The movie that gave Steven Spielberg freedom: “Making it up as we went along”
One of the biggest risks that any director can have is absolute freedom. After all, creative people can be devious, and it only takes a handful of restrictions around them to create their best work as they try to work around whatever they’re told not to do. Although Steven Spielberg has earned the right to shoot whatever he wants to whenever he turns on a camera, the director admitted that the first time he seemed to get everything he wanted was on the set of Jaws.
Then again, Spielberg already had the odds stacked against him before the cameras had even started rolling. Yes, he had already cut his teeth making films like Sugarland Express, but this would be one of the first major movies to reach a massive audience, and he had a script that was barely a rough sketch.
The idea of a shark attack happening and one man’s quest to keep the beach safe seems like a simple enough idea in practice, but looking at the amount of effort needed to go into every shot, Spielberg needed to get the entire scene right in his head before he even thought about saying ‘Action’. Most artists would crack under pressure and get their own jobs, but something magical happened once Spielberg cracked the code.
Outside of the key shark attack scenes, Spielberg put the one thing in his film that no one else could duplicate: his heart. As much as the scenes with the shark are incredibly graphic for the time, it’s always focused on the characters before anything else. No matter how many times people’s insides get chewed off, what we’re focusing on is Martin Brody trying his best to protect the beach and his family from harm.
Aside from being one of the first true blockbusters, Spielberg credited Jaws with giving him his career, telling DGA, “I credit Jaws with everything, being a movie director, having final cut. Jaws gave me freedom, and I’ve never lost my freedom. But the experience of making Jaws was horrendous for me. And it was partially because the script was unfinished and we were all making it up as we went along, not unlike the whole experience with Casablanca.”
Although that kind of production sounds like total amateur hour, a lot of that spontaneity is the reason why the film works so well. Just the scene of Brody saying, ‘You’re gonna need a bigger boat’, is iconic, but even that wasn’t set in stone when they started rolling, making up most of it on the fly and Roy Scheider suggesting the line on the spot.

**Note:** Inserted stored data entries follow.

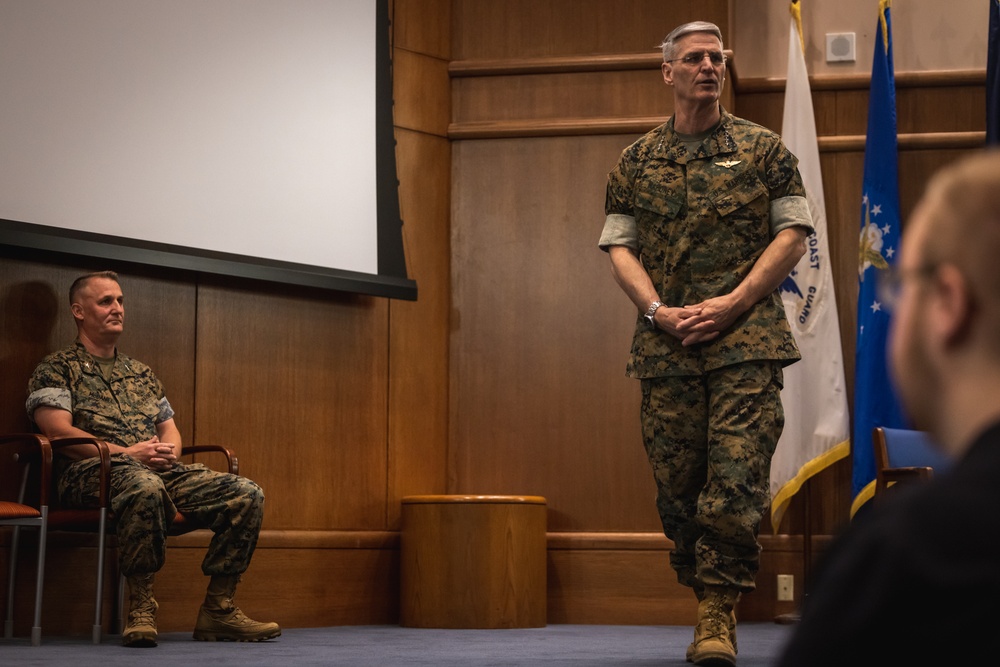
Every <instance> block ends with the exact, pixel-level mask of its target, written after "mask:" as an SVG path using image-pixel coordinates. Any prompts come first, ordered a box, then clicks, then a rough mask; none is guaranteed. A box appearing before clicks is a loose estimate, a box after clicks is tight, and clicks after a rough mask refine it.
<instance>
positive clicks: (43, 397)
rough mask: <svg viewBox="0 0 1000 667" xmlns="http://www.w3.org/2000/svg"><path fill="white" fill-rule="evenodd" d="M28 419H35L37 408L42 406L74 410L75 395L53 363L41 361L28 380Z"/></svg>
mask: <svg viewBox="0 0 1000 667" xmlns="http://www.w3.org/2000/svg"><path fill="white" fill-rule="evenodd" d="M24 407H25V410H26V411H27V413H28V419H30V420H31V422H32V423H34V421H35V416H34V415H35V410H37V409H38V408H40V407H49V408H58V409H60V410H65V411H66V412H70V413H72V412H73V395H72V393H71V392H70V389H69V386H68V384H67V380H66V377H65V376H64V375H63V374H62V373H60V372H59V369H57V368H56V367H55V366H53V365H52V364H47V363H41V364H39V365H38V367H37V368H35V372H34V373H32V375H31V379H30V380H29V381H28V399H27V400H26V401H25V403H24Z"/></svg>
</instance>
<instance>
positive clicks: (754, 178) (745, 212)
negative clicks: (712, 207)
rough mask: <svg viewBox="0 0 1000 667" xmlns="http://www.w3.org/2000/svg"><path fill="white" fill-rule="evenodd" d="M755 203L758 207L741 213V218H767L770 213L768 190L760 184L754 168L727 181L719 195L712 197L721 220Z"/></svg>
mask: <svg viewBox="0 0 1000 667" xmlns="http://www.w3.org/2000/svg"><path fill="white" fill-rule="evenodd" d="M757 200H760V201H757ZM755 202H756V203H757V204H758V206H754V207H753V208H752V209H749V210H747V211H745V212H741V213H739V217H747V216H753V217H761V216H765V217H766V216H767V213H768V206H769V203H768V197H767V188H765V187H764V184H763V183H761V182H760V179H759V178H758V177H757V171H756V170H755V169H753V168H752V167H749V168H747V169H744V170H743V171H742V172H741V173H739V174H736V175H735V176H734V177H733V178H732V179H730V180H728V181H726V182H725V183H724V184H723V187H722V188H721V189H720V190H719V191H718V192H717V193H714V194H713V195H712V204H713V205H714V206H715V210H716V211H718V212H719V217H721V218H726V217H729V216H730V215H733V214H734V213H737V212H738V211H739V210H740V209H741V208H744V207H746V206H750V205H751V204H754V203H755Z"/></svg>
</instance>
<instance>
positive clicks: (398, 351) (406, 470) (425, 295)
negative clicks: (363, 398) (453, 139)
mask: <svg viewBox="0 0 1000 667" xmlns="http://www.w3.org/2000/svg"><path fill="white" fill-rule="evenodd" d="M396 137H397V142H398V143H397V161H398V173H399V181H400V189H399V194H400V208H401V214H402V218H403V237H404V245H405V247H406V256H407V262H408V265H409V271H410V275H411V276H412V277H413V278H414V279H415V280H416V281H417V290H418V297H417V300H416V301H415V302H406V301H394V302H391V303H390V305H389V308H390V318H389V346H390V347H389V355H390V366H389V460H388V465H389V470H388V483H389V490H388V508H387V509H388V525H389V527H391V528H392V529H394V530H398V529H399V527H400V523H399V521H400V512H401V505H400V500H401V499H402V498H403V496H407V495H414V494H440V493H444V492H445V489H446V468H447V459H446V456H447V448H448V358H449V352H448V341H449V335H450V331H449V326H448V318H449V316H450V312H451V278H450V271H449V267H450V261H451V257H450V243H449V235H450V228H449V220H450V217H449V210H450V200H449V195H450V192H451V189H450V177H451V170H450V165H451V146H450V145H449V143H448V140H447V139H445V138H442V137H436V136H431V135H427V134H423V133H419V132H411V131H408V130H402V129H397V130H396Z"/></svg>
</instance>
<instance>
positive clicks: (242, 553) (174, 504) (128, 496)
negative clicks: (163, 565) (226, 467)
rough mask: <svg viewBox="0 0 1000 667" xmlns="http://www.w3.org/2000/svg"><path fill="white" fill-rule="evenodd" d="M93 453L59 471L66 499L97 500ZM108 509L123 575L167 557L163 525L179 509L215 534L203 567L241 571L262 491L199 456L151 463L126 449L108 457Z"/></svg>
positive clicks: (248, 566) (256, 513) (85, 506)
mask: <svg viewBox="0 0 1000 667" xmlns="http://www.w3.org/2000/svg"><path fill="white" fill-rule="evenodd" d="M98 464H99V461H98V460H97V458H91V459H84V460H83V461H77V462H75V463H73V464H72V465H70V466H69V467H67V468H66V471H65V472H64V473H63V474H62V475H61V476H60V478H59V497H60V500H61V501H62V502H63V503H64V504H66V505H67V506H70V507H93V506H95V505H96V504H97V497H98V496H97V494H98V478H97V467H98ZM111 510H112V512H114V514H115V516H116V518H117V520H116V521H115V528H116V535H117V537H118V562H119V567H120V568H121V572H122V574H123V575H125V576H127V577H128V576H132V575H136V574H148V573H152V572H157V571H159V569H160V568H161V567H163V563H164V560H165V559H166V554H167V552H166V546H167V530H168V529H169V528H170V524H169V522H170V521H171V520H173V518H174V515H175V514H176V513H177V511H178V510H180V511H181V512H183V513H184V514H185V515H186V516H188V517H190V518H192V519H195V520H196V521H198V522H199V523H202V524H204V525H206V526H208V527H209V528H211V529H212V530H213V531H214V532H215V535H213V537H212V541H211V542H210V543H209V545H208V552H207V553H206V554H205V558H204V560H202V563H201V569H202V572H204V573H205V574H206V575H209V576H210V575H213V574H229V575H237V574H242V573H243V572H246V570H247V568H248V567H249V566H250V560H251V558H252V557H253V552H254V550H255V549H256V548H257V537H258V535H259V534H260V528H261V521H262V519H263V516H264V492H263V490H262V489H261V488H260V487H259V486H258V485H257V484H256V483H255V482H253V481H252V480H249V479H247V478H245V477H240V476H238V475H230V474H227V473H220V472H216V471H214V470H211V469H209V468H207V467H205V466H204V465H203V464H201V463H195V464H183V463H182V464H178V465H177V466H175V467H174V468H173V469H172V470H167V471H164V472H158V471H154V470H150V469H149V468H147V467H146V466H144V465H143V464H142V463H139V462H138V461H136V460H135V459H133V458H132V457H130V456H128V455H127V454H115V455H114V456H112V458H111Z"/></svg>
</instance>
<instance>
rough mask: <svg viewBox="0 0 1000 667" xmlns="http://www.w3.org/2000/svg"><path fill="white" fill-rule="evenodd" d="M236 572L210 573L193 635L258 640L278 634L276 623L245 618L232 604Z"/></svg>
mask: <svg viewBox="0 0 1000 667" xmlns="http://www.w3.org/2000/svg"><path fill="white" fill-rule="evenodd" d="M239 581H240V578H239V575H221V574H215V575H212V580H211V581H210V582H209V584H208V592H207V593H206V594H205V602H204V604H202V605H201V609H200V610H198V622H197V623H195V626H194V638H195V639H199V640H201V641H206V642H259V641H263V640H265V639H273V638H275V637H277V636H279V635H280V634H281V628H280V627H278V624H277V623H262V622H260V621H255V620H253V619H251V618H247V616H246V614H244V613H243V612H242V611H241V610H240V608H239V607H237V606H236V605H235V604H234V603H233V597H235V595H236V584H238V583H239Z"/></svg>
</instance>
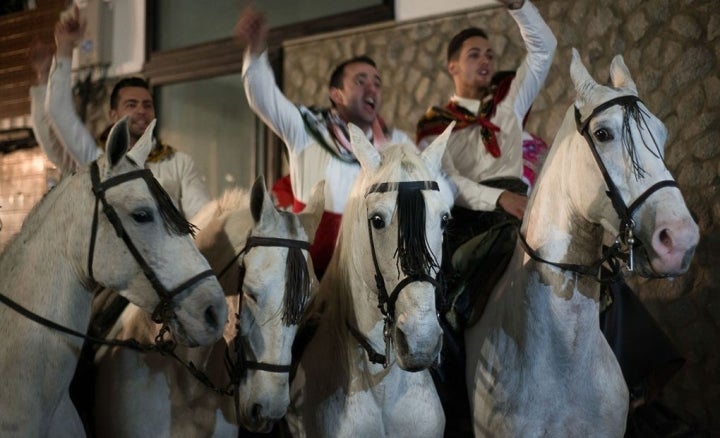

In fact, most of the most entertaining movies of all time tend to have the exact same setup. George Lucas didn’t necessarily have the same kind of production value that he would have liked when making Star Wars, and Jon Favreau wasn’t even close to making something as big as the MCU with the first Iron Man, but it’s all about working with what you have.
Because the mark of any director isn’t always about having a discernible thumbprint on every one of your movies. It’s about how you can take the bare minimum of resources to work with and spread them out to the point where it can become a true work of art.